No space for rhinos in sanctuary
- By Manoj Anand
The Asian Age, New Delhi, 05 August 2006
Guwahati, Aug. 4: A few decades back, the declining rhino population in
Assam was a major conservation problem. But after the 2006 rhino
census, success in conservation seems to have become one of the biggest
worries for the forest department.
The chief conservator of forest (wild-life) M.C. Malakar told this
newspaper that they are working on a proposal to translocate some
rhinos from Pobitra wildlife sanctuary, which is now overpopulated, to
Manas National Park but the final decision is yet to be taken.

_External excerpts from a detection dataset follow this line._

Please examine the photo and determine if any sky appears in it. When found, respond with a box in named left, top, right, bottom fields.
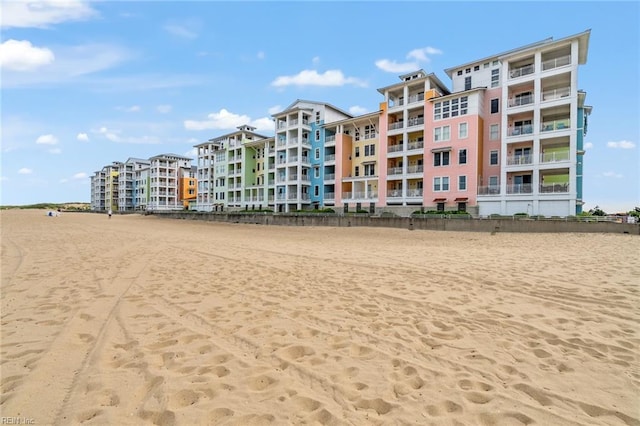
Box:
left=0, top=0, right=640, bottom=213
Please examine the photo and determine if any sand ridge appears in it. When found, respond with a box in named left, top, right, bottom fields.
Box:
left=0, top=211, right=640, bottom=425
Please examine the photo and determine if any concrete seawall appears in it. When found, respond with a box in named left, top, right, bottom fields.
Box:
left=146, top=212, right=640, bottom=235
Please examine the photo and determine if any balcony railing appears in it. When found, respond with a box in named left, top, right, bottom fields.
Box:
left=540, top=151, right=569, bottom=163
left=407, top=117, right=424, bottom=127
left=507, top=183, right=533, bottom=194
left=540, top=118, right=569, bottom=132
left=507, top=155, right=533, bottom=166
left=509, top=64, right=535, bottom=78
left=509, top=95, right=533, bottom=107
left=509, top=124, right=533, bottom=136
left=387, top=143, right=404, bottom=152
left=478, top=185, right=500, bottom=195
left=540, top=183, right=569, bottom=194
left=408, top=141, right=424, bottom=151
left=389, top=121, right=404, bottom=130
left=542, top=55, right=571, bottom=71
left=542, top=86, right=571, bottom=102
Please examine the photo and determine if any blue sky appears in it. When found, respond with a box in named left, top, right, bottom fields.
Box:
left=0, top=0, right=640, bottom=212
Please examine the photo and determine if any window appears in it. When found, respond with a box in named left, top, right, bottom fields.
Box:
left=433, top=126, right=451, bottom=142
left=489, top=124, right=500, bottom=141
left=458, top=149, right=467, bottom=164
left=489, top=151, right=498, bottom=166
left=458, top=176, right=467, bottom=191
left=491, top=99, right=500, bottom=114
left=433, top=151, right=450, bottom=167
left=491, top=68, right=500, bottom=87
left=433, top=176, right=449, bottom=192
left=364, top=164, right=376, bottom=176
left=458, top=123, right=467, bottom=139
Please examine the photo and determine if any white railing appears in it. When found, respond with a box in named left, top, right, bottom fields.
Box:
left=540, top=118, right=569, bottom=132
left=407, top=141, right=424, bottom=151
left=540, top=151, right=569, bottom=163
left=507, top=155, right=533, bottom=166
left=509, top=64, right=535, bottom=78
left=540, top=183, right=569, bottom=194
left=508, top=124, right=533, bottom=136
left=509, top=95, right=533, bottom=107
left=387, top=143, right=404, bottom=152
left=541, top=86, right=571, bottom=102
left=542, top=55, right=571, bottom=71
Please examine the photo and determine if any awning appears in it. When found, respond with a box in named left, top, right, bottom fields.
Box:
left=431, top=146, right=451, bottom=152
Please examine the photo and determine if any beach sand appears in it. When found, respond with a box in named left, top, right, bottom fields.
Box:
left=0, top=210, right=640, bottom=425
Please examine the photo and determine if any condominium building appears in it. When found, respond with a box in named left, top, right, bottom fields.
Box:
left=448, top=31, right=591, bottom=216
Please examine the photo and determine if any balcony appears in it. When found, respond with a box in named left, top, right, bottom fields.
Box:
left=542, top=55, right=571, bottom=71
left=509, top=64, right=536, bottom=78
left=478, top=185, right=500, bottom=195
left=507, top=183, right=533, bottom=194
left=389, top=121, right=404, bottom=130
left=509, top=94, right=533, bottom=108
left=387, top=143, right=404, bottom=152
left=540, top=151, right=569, bottom=163
left=507, top=124, right=533, bottom=136
left=540, top=183, right=569, bottom=194
left=407, top=141, right=424, bottom=151
left=540, top=118, right=570, bottom=132
left=407, top=117, right=424, bottom=127
left=507, top=155, right=533, bottom=166
left=541, top=86, right=571, bottom=102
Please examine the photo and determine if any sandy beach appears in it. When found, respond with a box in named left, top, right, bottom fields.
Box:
left=0, top=210, right=640, bottom=425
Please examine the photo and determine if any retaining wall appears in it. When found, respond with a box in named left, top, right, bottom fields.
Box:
left=148, top=212, right=640, bottom=235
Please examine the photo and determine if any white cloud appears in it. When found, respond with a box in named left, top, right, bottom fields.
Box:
left=271, top=70, right=366, bottom=87
left=0, top=39, right=55, bottom=71
left=1, top=44, right=132, bottom=88
left=36, top=134, right=58, bottom=145
left=2, top=0, right=97, bottom=28
left=376, top=59, right=420, bottom=73
left=407, top=46, right=442, bottom=62
left=184, top=108, right=273, bottom=131
left=349, top=105, right=367, bottom=115
left=602, top=172, right=622, bottom=179
left=375, top=46, right=442, bottom=74
left=607, top=141, right=636, bottom=149
left=156, top=105, right=171, bottom=114
left=116, top=105, right=140, bottom=112
left=269, top=105, right=282, bottom=115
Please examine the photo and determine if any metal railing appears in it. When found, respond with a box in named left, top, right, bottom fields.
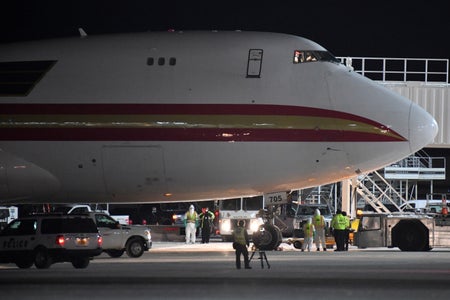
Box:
left=338, top=57, right=449, bottom=84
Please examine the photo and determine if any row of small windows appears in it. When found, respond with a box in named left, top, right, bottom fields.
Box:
left=147, top=57, right=177, bottom=66
left=293, top=50, right=340, bottom=64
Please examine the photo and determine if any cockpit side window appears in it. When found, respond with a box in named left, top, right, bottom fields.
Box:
left=293, top=50, right=339, bottom=64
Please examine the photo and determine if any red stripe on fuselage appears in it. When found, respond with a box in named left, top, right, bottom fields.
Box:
left=0, top=103, right=406, bottom=142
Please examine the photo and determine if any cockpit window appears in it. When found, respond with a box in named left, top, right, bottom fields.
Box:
left=293, top=50, right=339, bottom=64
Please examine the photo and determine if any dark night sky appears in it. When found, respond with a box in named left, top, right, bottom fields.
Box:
left=0, top=0, right=450, bottom=58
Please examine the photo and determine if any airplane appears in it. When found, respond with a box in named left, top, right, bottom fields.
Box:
left=0, top=31, right=438, bottom=204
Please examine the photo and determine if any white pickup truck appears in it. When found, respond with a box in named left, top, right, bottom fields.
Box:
left=85, top=212, right=152, bottom=257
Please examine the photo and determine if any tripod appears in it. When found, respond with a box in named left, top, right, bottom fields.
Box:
left=249, top=248, right=270, bottom=269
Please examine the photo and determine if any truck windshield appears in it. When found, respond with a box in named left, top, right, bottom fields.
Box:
left=297, top=205, right=331, bottom=216
left=244, top=196, right=263, bottom=210
left=219, top=198, right=241, bottom=210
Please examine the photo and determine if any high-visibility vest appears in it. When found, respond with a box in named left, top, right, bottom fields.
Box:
left=303, top=223, right=314, bottom=237
left=313, top=215, right=325, bottom=229
left=185, top=211, right=197, bottom=223
left=233, top=227, right=247, bottom=246
left=331, top=214, right=347, bottom=230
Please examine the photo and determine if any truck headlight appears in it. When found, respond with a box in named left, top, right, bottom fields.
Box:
left=249, top=218, right=263, bottom=232
left=220, top=219, right=231, bottom=233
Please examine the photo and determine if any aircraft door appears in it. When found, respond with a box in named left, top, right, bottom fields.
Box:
left=247, top=49, right=263, bottom=78
left=102, top=146, right=166, bottom=199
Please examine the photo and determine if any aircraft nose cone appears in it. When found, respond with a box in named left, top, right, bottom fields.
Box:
left=409, top=103, right=438, bottom=152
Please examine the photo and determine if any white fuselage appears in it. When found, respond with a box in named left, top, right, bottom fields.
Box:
left=0, top=32, right=437, bottom=203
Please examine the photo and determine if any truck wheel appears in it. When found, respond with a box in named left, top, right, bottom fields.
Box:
left=252, top=224, right=282, bottom=250
left=34, top=247, right=52, bottom=269
left=126, top=238, right=144, bottom=257
left=105, top=249, right=125, bottom=258
left=392, top=220, right=430, bottom=251
left=294, top=241, right=302, bottom=249
left=72, top=257, right=90, bottom=269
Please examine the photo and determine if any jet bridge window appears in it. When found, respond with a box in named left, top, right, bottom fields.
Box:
left=147, top=57, right=177, bottom=66
left=293, top=50, right=339, bottom=64
left=0, top=60, right=56, bottom=97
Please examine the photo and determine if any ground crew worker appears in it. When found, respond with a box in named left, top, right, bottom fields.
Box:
left=331, top=209, right=347, bottom=251
left=313, top=209, right=327, bottom=251
left=302, top=218, right=315, bottom=252
left=198, top=207, right=214, bottom=244
left=184, top=205, right=198, bottom=244
left=342, top=211, right=350, bottom=251
left=233, top=220, right=252, bottom=269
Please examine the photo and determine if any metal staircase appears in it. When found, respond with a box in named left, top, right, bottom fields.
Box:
left=353, top=153, right=446, bottom=213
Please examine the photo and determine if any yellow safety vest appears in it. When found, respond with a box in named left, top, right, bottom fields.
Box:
left=332, top=214, right=348, bottom=230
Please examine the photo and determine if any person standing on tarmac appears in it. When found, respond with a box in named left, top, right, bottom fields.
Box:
left=342, top=211, right=350, bottom=251
left=302, top=218, right=315, bottom=252
left=233, top=220, right=252, bottom=269
left=198, top=207, right=214, bottom=244
left=331, top=209, right=347, bottom=251
left=313, top=209, right=327, bottom=251
left=184, top=205, right=198, bottom=244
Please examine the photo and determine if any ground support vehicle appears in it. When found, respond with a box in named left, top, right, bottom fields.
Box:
left=0, top=215, right=102, bottom=269
left=354, top=213, right=450, bottom=251
left=87, top=212, right=152, bottom=257
left=219, top=196, right=264, bottom=242
left=286, top=236, right=336, bottom=249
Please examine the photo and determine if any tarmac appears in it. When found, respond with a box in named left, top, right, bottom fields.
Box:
left=0, top=241, right=450, bottom=300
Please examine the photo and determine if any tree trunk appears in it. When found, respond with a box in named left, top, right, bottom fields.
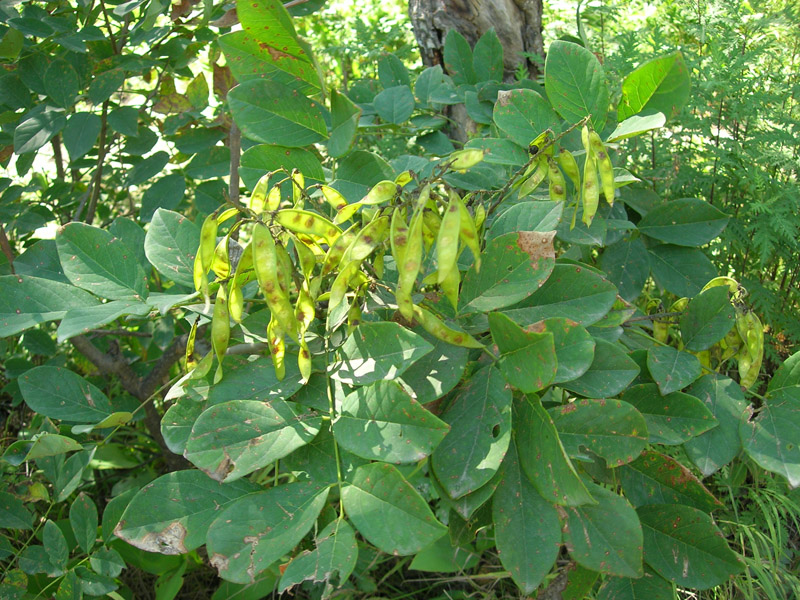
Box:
left=408, top=0, right=544, bottom=81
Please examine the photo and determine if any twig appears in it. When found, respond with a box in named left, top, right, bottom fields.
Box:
left=85, top=100, right=108, bottom=225
left=486, top=115, right=592, bottom=216
left=0, top=223, right=16, bottom=273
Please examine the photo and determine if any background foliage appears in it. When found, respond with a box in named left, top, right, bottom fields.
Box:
left=0, top=0, right=800, bottom=599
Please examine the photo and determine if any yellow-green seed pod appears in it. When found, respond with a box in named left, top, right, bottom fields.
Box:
left=581, top=153, right=600, bottom=227
left=413, top=306, right=483, bottom=348
left=547, top=158, right=567, bottom=202
left=267, top=182, right=283, bottom=212
left=518, top=156, right=550, bottom=198
left=447, top=148, right=485, bottom=171
left=228, top=277, right=244, bottom=323
left=297, top=339, right=311, bottom=383
left=451, top=195, right=481, bottom=272
left=389, top=206, right=408, bottom=268
left=267, top=313, right=286, bottom=381
left=211, top=285, right=231, bottom=383
left=342, top=215, right=389, bottom=263
left=395, top=211, right=423, bottom=320
left=250, top=172, right=272, bottom=215
left=291, top=169, right=306, bottom=208
left=275, top=208, right=342, bottom=244
left=558, top=148, right=581, bottom=195
left=211, top=235, right=231, bottom=279
left=361, top=180, right=400, bottom=205
left=319, top=185, right=347, bottom=212
left=436, top=193, right=462, bottom=284
left=322, top=224, right=359, bottom=277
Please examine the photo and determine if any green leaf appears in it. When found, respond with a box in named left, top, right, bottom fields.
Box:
left=278, top=519, right=358, bottom=594
left=331, top=150, right=395, bottom=203
left=378, top=54, right=411, bottom=89
left=0, top=274, right=97, bottom=337
left=205, top=354, right=303, bottom=405
left=506, top=264, right=617, bottom=327
left=547, top=398, right=647, bottom=467
left=17, top=366, right=116, bottom=423
left=56, top=223, right=148, bottom=300
left=647, top=344, right=704, bottom=396
left=342, top=463, right=447, bottom=555
left=619, top=450, right=722, bottom=513
left=606, top=112, right=667, bottom=142
left=89, top=69, right=125, bottom=104
left=637, top=504, right=743, bottom=590
left=562, top=483, right=642, bottom=577
left=184, top=400, right=321, bottom=482
left=228, top=79, right=328, bottom=148
left=459, top=231, right=555, bottom=312
left=42, top=519, right=69, bottom=572
left=647, top=244, right=717, bottom=298
left=139, top=173, right=186, bottom=223
left=89, top=548, right=127, bottom=577
left=206, top=483, right=329, bottom=583
left=329, top=322, right=433, bottom=385
left=0, top=492, right=33, bottom=529
left=621, top=383, right=717, bottom=445
left=561, top=338, right=639, bottom=398
left=219, top=2, right=321, bottom=92
left=431, top=365, right=511, bottom=498
left=373, top=85, right=414, bottom=125
left=739, top=386, right=800, bottom=488
left=333, top=381, right=450, bottom=464
left=44, top=58, right=80, bottom=108
left=61, top=113, right=102, bottom=162
left=768, top=352, right=800, bottom=394
left=680, top=286, right=736, bottom=352
left=117, top=470, right=260, bottom=554
left=144, top=208, right=200, bottom=289
left=492, top=444, right=561, bottom=594
left=514, top=397, right=595, bottom=506
left=544, top=40, right=608, bottom=131
left=397, top=328, right=469, bottom=404
left=58, top=300, right=151, bottom=342
left=69, top=492, right=98, bottom=554
left=486, top=202, right=564, bottom=241
left=239, top=144, right=325, bottom=190
left=597, top=565, right=675, bottom=600
left=472, top=29, right=503, bottom=81
left=540, top=317, right=595, bottom=383
left=683, top=373, right=748, bottom=476
left=328, top=90, right=361, bottom=158
left=617, top=51, right=691, bottom=121
left=492, top=88, right=560, bottom=150
left=14, top=105, right=67, bottom=154
left=3, top=433, right=83, bottom=467
left=444, top=29, right=478, bottom=85
left=637, top=198, right=728, bottom=247
left=489, top=313, right=557, bottom=394
left=600, top=237, right=650, bottom=302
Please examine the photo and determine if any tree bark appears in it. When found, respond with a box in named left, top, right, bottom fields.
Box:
left=408, top=0, right=544, bottom=82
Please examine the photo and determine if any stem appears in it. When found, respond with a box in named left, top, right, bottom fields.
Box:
left=85, top=100, right=108, bottom=225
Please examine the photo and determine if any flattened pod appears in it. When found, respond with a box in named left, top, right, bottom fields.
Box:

Referring to the rhino census, he said: "The census of 2006 has
recorded a phenomenal growth in rhino population in all the three rhino
wild-life sanctuaries of the state."
In Kaziranga National Park, there are at least 1,855 rhinos, which is
an increase of 20 per cent since last census of 1999 where as the Orang
Wild life sanctuary has recorded a highest growth of population. In
1996, Oranag National Park had 46 rhinos and this year census has
recorded the presence of 68 rhinos in the park.
Talking about the census in Kaziranga, he clarified that they could not
carry out the scientific census because of early rain last year as
grassland could not be burnt thoroughly which is necessary for census.
"We have recorded the existence of 1,855 rhinos in Kaziranga through
physical spotting," he said adding that the number of actual rhinos
would go up in scientific census, which is carried out after a gap of
six years in Assam. In Pobitora wildlife sanctuary, there are now 81
animals, a ten per cent increase over the last six years. But the
success in conservation has only increased the worries of the wildlife
authorities as Mr Malakar pointed out: "These 81 rhinos are surviving
on merely 16 square kilometre area of the park. Though, the total
notified area of the park is about 38.80 square kilometre but the
remaining area is jagged with hillocks."
Pobitora was declared a reserve forest in 1971 and a wildlife sanctuary ten years later.
He also admitted: "Pobitora has exceeded its rhino-bearing capacity and
is overpopulated. The animals have begun moving outside the sanctuary
in search of food, and chances of serious man-animal conflict are quite
rife." Besides, the straying animals have the risk of contracting
diseases that afflict domestic animals. The other wildlife experts,
however, regretted that the sanctuary is surrounded by villages on all
sides and so there is little scope of expanding the protected area and
this makes the animals more vulnerable to poachers than ever before.